Stories MAKE things REAL
Being ‘seen’ in a book can be transformative, enabling us to tell our own stories. Novelist Viktoria Lloyd-Barlow explores the impact of finding a fictional character who presented in a neurodiverse way, and looks at the gift of creative writing from the perspective of an autistic writer.
Viktoria Lloyd-Barlow
Photo credit: Stephen Lloyd-Barlow
It is ironic that the most fundamental cultural expressions of an era are also the most likely to result in a collective semantic satiety. Phrases fostered for their contemporary significance frequently become so familiar that we are desensitised to their meaning. The recitation, reposting and commodification of instantly recognisable quotations advocating better behaviours, such as kindness and acceptance, for example, produces this type of cognitive dissonance. In these instances, the most profound harm is not done to the semantic significance of such expressions, but to the compassionate practices they endorse. Our intentions may be sincere, yet it is critical thinking and personal action which protects idealistic discourse from being simply platitudes. Other currently popular directives support and make claims to an increasingly more inclusive and diverse society; however, without personal stories to demonstrate the transformative function of such aims, this, too risks becoming an overused and ultimately empty phrase.

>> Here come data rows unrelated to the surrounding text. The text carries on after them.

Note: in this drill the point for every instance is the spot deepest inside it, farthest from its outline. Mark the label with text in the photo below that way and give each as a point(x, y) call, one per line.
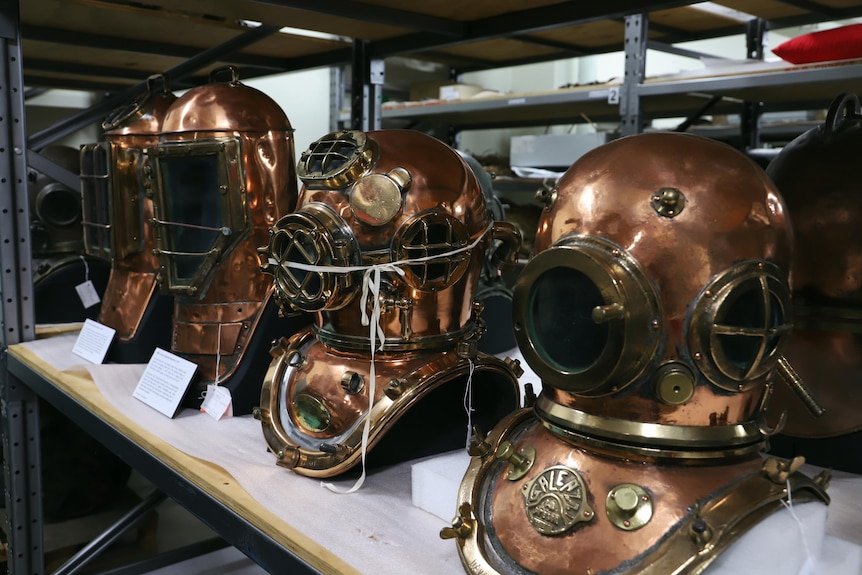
point(165, 381)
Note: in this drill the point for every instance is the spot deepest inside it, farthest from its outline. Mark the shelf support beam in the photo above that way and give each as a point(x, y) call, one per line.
point(755, 31)
point(635, 45)
point(366, 91)
point(19, 410)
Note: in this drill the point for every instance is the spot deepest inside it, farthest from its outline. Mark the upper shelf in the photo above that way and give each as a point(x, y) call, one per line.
point(779, 85)
point(107, 45)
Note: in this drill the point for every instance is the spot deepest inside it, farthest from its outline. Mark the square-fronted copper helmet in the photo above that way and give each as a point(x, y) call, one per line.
point(654, 310)
point(57, 245)
point(386, 248)
point(118, 227)
point(221, 174)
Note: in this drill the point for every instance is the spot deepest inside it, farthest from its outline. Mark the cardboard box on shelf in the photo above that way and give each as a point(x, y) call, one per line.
point(459, 91)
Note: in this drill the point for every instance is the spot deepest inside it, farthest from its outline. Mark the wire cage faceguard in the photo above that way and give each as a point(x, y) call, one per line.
point(302, 246)
point(201, 209)
point(739, 326)
point(112, 200)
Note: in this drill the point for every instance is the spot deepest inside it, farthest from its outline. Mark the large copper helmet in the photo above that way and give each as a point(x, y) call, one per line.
point(653, 310)
point(222, 173)
point(818, 176)
point(118, 226)
point(386, 247)
point(59, 263)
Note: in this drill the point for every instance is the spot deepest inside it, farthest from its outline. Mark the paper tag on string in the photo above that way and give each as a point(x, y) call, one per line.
point(88, 294)
point(217, 402)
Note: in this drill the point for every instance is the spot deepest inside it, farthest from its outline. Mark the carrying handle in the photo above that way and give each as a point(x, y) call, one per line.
point(216, 72)
point(844, 108)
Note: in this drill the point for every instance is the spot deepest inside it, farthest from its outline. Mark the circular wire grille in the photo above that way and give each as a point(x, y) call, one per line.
point(422, 239)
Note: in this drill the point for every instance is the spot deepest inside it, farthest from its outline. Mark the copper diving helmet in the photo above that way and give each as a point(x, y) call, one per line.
point(386, 248)
point(222, 174)
point(818, 178)
point(59, 264)
point(118, 226)
point(654, 310)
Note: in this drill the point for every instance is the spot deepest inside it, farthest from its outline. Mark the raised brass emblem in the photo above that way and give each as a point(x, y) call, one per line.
point(555, 500)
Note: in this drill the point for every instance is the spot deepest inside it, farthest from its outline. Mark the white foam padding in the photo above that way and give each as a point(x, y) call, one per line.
point(435, 482)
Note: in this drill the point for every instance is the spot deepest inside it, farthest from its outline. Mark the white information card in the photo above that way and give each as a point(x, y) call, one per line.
point(93, 341)
point(217, 402)
point(164, 382)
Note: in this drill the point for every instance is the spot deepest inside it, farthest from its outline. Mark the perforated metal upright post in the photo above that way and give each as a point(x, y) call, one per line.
point(635, 45)
point(755, 31)
point(366, 89)
point(18, 408)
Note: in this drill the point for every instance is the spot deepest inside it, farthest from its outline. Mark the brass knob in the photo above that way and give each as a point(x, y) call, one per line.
point(610, 312)
point(668, 202)
point(675, 383)
point(520, 462)
point(629, 506)
point(352, 382)
point(462, 524)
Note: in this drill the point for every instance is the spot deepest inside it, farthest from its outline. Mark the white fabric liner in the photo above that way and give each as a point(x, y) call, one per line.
point(378, 530)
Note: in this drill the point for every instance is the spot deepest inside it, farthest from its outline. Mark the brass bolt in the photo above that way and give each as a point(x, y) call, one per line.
point(520, 462)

Like all writers, though, I know that a story can make the imagined and the ideal real, so I am going to tell you mine.
As an adult without a single qualification, I read a story that taught me what I needed to do in order to access the education which had, until then, entirely eluded me. The book which informed my return to learning was The Gift (1), a title so apt it might appear to have been invented by me for this piece rather than by the author, David Flusfeder. Do this, the narrative whispered, as it demonstrated how to utilise my often-problematic autistic traits as an academic methodology. I listened and went on to earn two first-class degrees in literature and the PhD which informed my first book, published in March. My experience with The Gift illustrates how literary representation and the resultant recognition can profoundly change the way in which we think about the world, and about our own place within it.